Os três acima eram os demônios da peça Auto de São Lourenço, do padre Anchieta (1534-1597), representada para os índios e para os primeiros colonos. Lembro-me de um livro que ganhei quando criança. Havia uma ilustração do jesuíta fazendo um poema na areia com um galho ou cajado. A catequese é mais do que um confronto de culturas. É um choque entre tempos. Trata-se do encontro de homens que estão em estágios diversos de domínio da natureza. Um trazia a escrita, a abstração, a realidade como conceito; outros viviam imersos no gozo, no terror e na ignorância. Antropólogos vão protestar. Para eles, pouco importa por que cai a maçã. Qualquer explicação "cultural" vale a pena. Continuo a achar libertadora a lei da gravidade...

Anchieta era um grande educador. Deixaria arrepiados os seguidores do "pedago-demagogo" Paulo Freire. O padre também usava o universo do "educando" (meu micro quase trava diante da palavra...) para passar uma mensagem "libertadora". Empregando elementos da cultura dos indígenas, queria tirá-los de sua crença e lhes ensinar os valores cristãos. Por isso, ridicularizava o seu modo de vida, em vez de adulá-lo. Devemos muito a esse padre. Guaixará, por exemplo, recitava: "Boa medida é beber / cauim até vomitar. / Isto é jeito de gozar / a vida, e se recomenda / a quem queira aproveitar. / A moçada beberrona / trago bem conceituada. / Valente é quem se embriaga / e todo o cauim entorna, / e à luta então se consagra".

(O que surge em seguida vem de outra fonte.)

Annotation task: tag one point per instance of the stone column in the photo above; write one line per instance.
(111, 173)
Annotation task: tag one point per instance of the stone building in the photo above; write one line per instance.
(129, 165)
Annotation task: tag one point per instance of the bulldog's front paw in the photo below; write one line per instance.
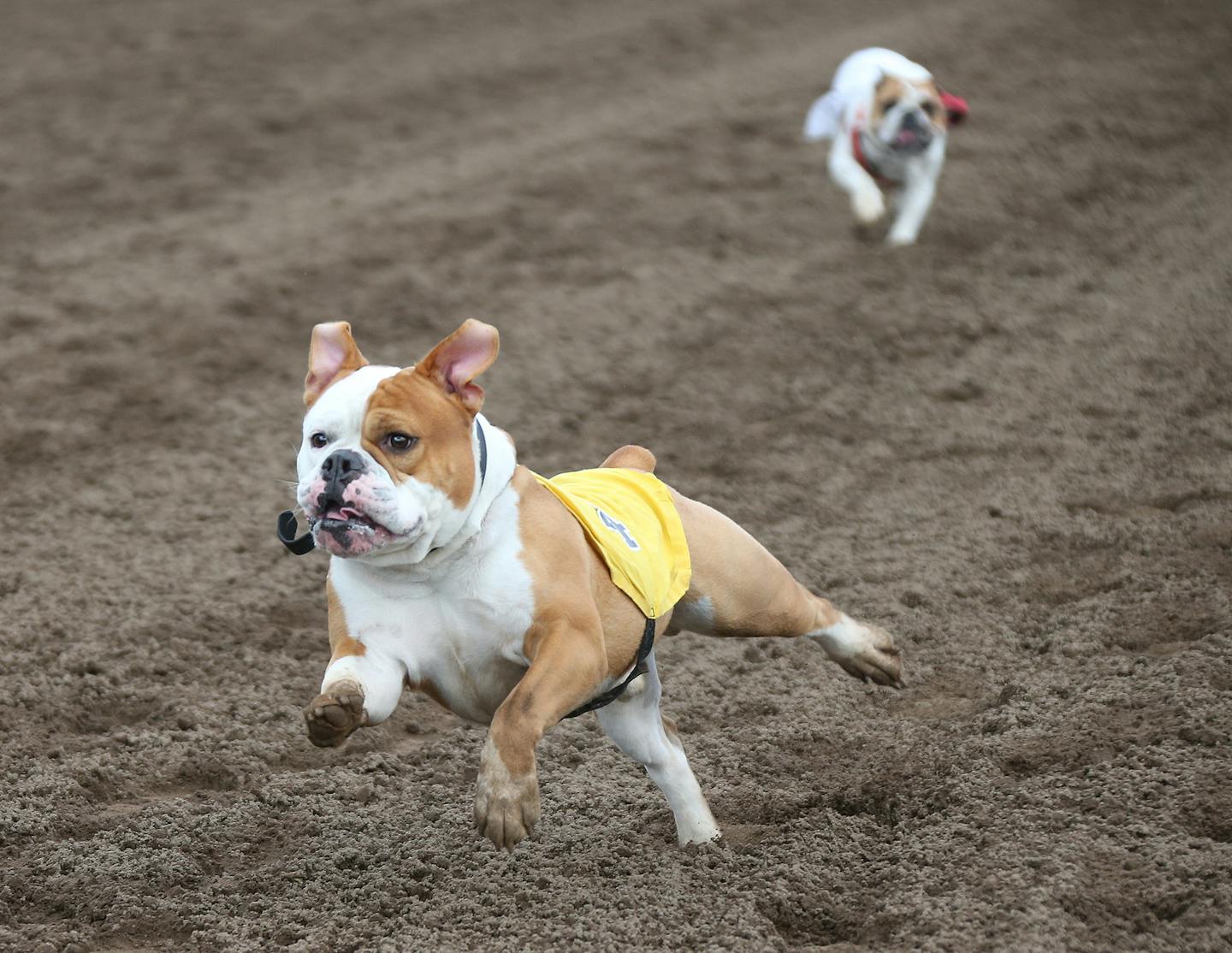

Como se vê, Anchieta fazia o contrário do que fazem as ONGs financiadas pelo petismo e por entidades estrangeiras que se encantam com os aborígines alheios. O que o padre associava ao mal e exibia como hábito a ser vencido seria, hoje em dia, exaltado como cultura de resistência. Reparem como a educação formal, do "centro", foi invadida pela chamada "cultura da periferia". Isso é verdade tanto dentro do Brasil como na relação do país com o mundo. Há mais antiamericanos na USP do que em Bagdá ou em Cabul. O Brasil não aceita ser humilhado pelos EUA e pelo FMI. Só pela Bolívia e por Evo Morales. A reeleição de Lula corresponde à vitória do recalque do oprimido.

Falando a catadores de papelão e a sem-teto na quinta, no Palácio do Planalto, Lula Aimbirê disse que nunca antes gente como aquela entrou em palácios. Como se vê, ele precisa de gente como aquela para fazer discursos como aquele... Mais de 400 anos depois, Saravaia dá um pé no traseiro de Anchieta e diz: "Nós vencemos".

Esta nossa catequese política, um tanto infrutífera, também vive, a exemplo da outra, um choque de tempos. A economia da informação do século XXI, os indivíduos conectados à rede e à diversidade, a vitória inequívoca do capitalismo, o triunfo das sociedades abertas, tudo isso tem de conviver com um partido que é herdeiro do Terror Jacobino do século XVIII, do marxismo do século XIX e da Revolução Russa de 1917.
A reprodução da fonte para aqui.